En aquel tiempo, dijo Jesús a sus discípulos: 

«Habrá signos en el sol y la luna y las estrellas, y en la tierra. Entonces verán al Hijo del hombre venir en una nube, con gran poder y gloria. Cuando empiece a suceder esto, levantaos, alzad la cabeza; se acerca vuestra liberación. Tened cuidado de vosotros, no sea que se emboten vuestros corazones. Estad, pues, despiertos en todo tiempo y manteneros en pie ante el Hijo del hombre».
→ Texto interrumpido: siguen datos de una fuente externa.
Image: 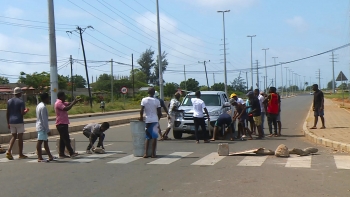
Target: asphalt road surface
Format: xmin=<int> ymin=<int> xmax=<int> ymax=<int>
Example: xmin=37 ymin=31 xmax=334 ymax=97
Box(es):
xmin=0 ymin=95 xmax=350 ymax=197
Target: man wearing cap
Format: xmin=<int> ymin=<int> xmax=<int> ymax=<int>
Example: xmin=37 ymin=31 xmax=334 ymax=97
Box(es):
xmin=161 ymin=92 xmax=180 ymax=140
xmin=154 ymin=91 xmax=170 ymax=140
xmin=6 ymin=87 xmax=29 ymax=160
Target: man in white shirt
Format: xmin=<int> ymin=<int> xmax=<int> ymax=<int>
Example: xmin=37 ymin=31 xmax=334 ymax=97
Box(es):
xmin=254 ymin=89 xmax=266 ymax=137
xmin=36 ymin=93 xmax=57 ymax=162
xmin=139 ymin=87 xmax=162 ymax=158
xmin=191 ymin=91 xmax=210 ymax=144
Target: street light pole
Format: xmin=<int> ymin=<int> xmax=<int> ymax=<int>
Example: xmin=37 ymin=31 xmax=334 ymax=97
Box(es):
xmin=262 ymin=48 xmax=269 ymax=90
xmin=272 ymin=57 xmax=278 ymax=88
xmin=217 ymin=10 xmax=230 ymax=95
xmin=247 ymin=35 xmax=258 ymax=89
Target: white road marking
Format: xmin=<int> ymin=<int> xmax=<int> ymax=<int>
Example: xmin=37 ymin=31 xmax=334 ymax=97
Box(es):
xmin=237 ymin=156 xmax=268 ymax=166
xmin=285 ymin=155 xmax=312 ymax=168
xmin=147 ymin=152 xmax=193 ymax=164
xmin=334 ymin=155 xmax=350 ymax=170
xmin=191 ymin=152 xmax=226 ymax=166
xmin=107 ymin=155 xmax=142 ymax=164
xmin=68 ymin=151 xmax=121 ymax=163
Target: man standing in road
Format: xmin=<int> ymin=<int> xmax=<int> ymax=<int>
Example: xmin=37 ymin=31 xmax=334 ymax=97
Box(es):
xmin=247 ymin=91 xmax=263 ymax=139
xmin=191 ymin=91 xmax=210 ymax=144
xmin=36 ymin=92 xmax=57 ymax=162
xmin=310 ymin=84 xmax=326 ymax=129
xmin=162 ymin=92 xmax=180 ymax=140
xmin=264 ymin=87 xmax=280 ymax=137
xmin=154 ymin=91 xmax=171 ymax=141
xmin=6 ymin=87 xmax=29 ymax=160
xmin=139 ymin=87 xmax=162 ymax=158
xmin=254 ymin=89 xmax=266 ymax=137
xmin=55 ymin=92 xmax=80 ymax=159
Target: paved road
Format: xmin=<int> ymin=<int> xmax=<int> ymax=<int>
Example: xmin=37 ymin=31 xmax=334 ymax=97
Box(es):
xmin=0 ymin=95 xmax=350 ymax=197
xmin=25 ymin=112 xmax=139 ymax=128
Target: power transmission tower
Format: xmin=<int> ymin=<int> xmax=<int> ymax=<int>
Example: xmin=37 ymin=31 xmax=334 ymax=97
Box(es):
xmin=66 ymin=25 xmax=94 ymax=108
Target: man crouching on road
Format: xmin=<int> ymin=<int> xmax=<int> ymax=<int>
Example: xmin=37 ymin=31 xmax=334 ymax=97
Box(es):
xmin=139 ymin=88 xmax=162 ymax=158
xmin=83 ymin=122 xmax=109 ymax=154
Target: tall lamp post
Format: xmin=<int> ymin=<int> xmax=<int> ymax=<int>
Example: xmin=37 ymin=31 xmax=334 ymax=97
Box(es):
xmin=262 ymin=48 xmax=269 ymax=91
xmin=217 ymin=10 xmax=230 ymax=95
xmin=247 ymin=35 xmax=259 ymax=89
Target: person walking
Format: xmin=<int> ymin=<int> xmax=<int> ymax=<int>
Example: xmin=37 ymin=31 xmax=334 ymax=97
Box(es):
xmin=139 ymin=87 xmax=162 ymax=158
xmin=310 ymin=84 xmax=326 ymax=129
xmin=161 ymin=92 xmax=181 ymax=140
xmin=264 ymin=87 xmax=281 ymax=137
xmin=36 ymin=92 xmax=57 ymax=162
xmin=254 ymin=89 xmax=266 ymax=137
xmin=55 ymin=92 xmax=80 ymax=159
xmin=6 ymin=87 xmax=29 ymax=160
xmin=191 ymin=91 xmax=210 ymax=144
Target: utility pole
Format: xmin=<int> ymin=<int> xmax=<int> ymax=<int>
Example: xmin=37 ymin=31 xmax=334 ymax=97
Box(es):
xmin=111 ymin=59 xmax=114 ymax=102
xmin=47 ymin=0 xmax=58 ymax=107
xmin=157 ymin=0 xmax=164 ymax=99
xmin=217 ymin=10 xmax=230 ymax=95
xmin=69 ymin=55 xmax=74 ymax=102
xmin=184 ymin=65 xmax=187 ymax=91
xmin=131 ymin=54 xmax=135 ymax=98
xmin=272 ymin=57 xmax=278 ymax=88
xmin=256 ymin=60 xmax=258 ymax=89
xmin=247 ymin=35 xmax=259 ymax=89
xmin=198 ymin=60 xmax=210 ymax=91
xmin=262 ymin=48 xmax=269 ymax=90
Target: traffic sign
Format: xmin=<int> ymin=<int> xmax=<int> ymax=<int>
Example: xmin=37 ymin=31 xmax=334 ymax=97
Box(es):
xmin=120 ymin=87 xmax=128 ymax=94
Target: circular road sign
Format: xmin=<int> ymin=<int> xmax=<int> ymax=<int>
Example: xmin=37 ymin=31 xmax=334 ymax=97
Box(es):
xmin=120 ymin=87 xmax=128 ymax=94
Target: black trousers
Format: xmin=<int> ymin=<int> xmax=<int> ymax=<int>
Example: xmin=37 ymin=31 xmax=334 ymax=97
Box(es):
xmin=56 ymin=124 xmax=74 ymax=156
xmin=193 ymin=117 xmax=208 ymax=141
xmin=83 ymin=131 xmax=106 ymax=150
xmin=267 ymin=114 xmax=278 ymax=135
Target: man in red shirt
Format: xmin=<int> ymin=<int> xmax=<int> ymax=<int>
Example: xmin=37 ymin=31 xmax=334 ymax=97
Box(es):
xmin=264 ymin=87 xmax=281 ymax=137
xmin=55 ymin=92 xmax=80 ymax=159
La cabeza baja en el lenguaje corporal suele identificarse con inseguridad, miedo, tristeza, desesperanza o timidez. Una cosa es cierta: con la cabeza baja sólo nos vemos a nosotros mismos. Y podemos llegar a creer que estamos solos y que únicamente contamos con nuestras propias fuerzas. Que todo depende de lo que hagamos, consigamos o nos propongamos. Pero ¿qué ocurre cuando no es así? Cuando querer no es poder. Cuando nos topamos con nuestra fragilidad y la del mundo que nos rodea. 

Señor, muchas veces también yo voy por la vida con la cabeza baja. Por miedo, por inseguridad, por timidez… Porque me encierro en mi mundo, porque me refugio en mi comodidad o en el placer egoísta, porque deja de importarme la vida de los demás, porque me resigno a que mi vida es como es y nada nuevo puede suceder. Por eso, al comienzo de este nuevo Adviento, necesito escuchar tus palabras, que son un grito que quiere despertarme y espabilarme: “Levantaos, alzad la cabeza: se acerca vuestra liberación”. Sí, te lo pido: levántame. Levanta mi cabeza, mi corazón, mi esperanza, mi ilusión y mi mirada. 

Tú vienes para ser el Dios-con-nosotros. Vienes para salvarme… también de vivir con la cabeza baja. ¡Que me deje salvar, Señor, para que, como san Francisco, ponga mi mirada en la Tuya, en la belleza de tu creación, en mis hermanos, en tu Madre María, en las maravillas que haces en mí y que muchas veces no veo!

Te lo pido, Señor. Amén.

Hoy intentaré caminar con la cabeza levantada, mirando y agradeciendo todo lo que me rodea.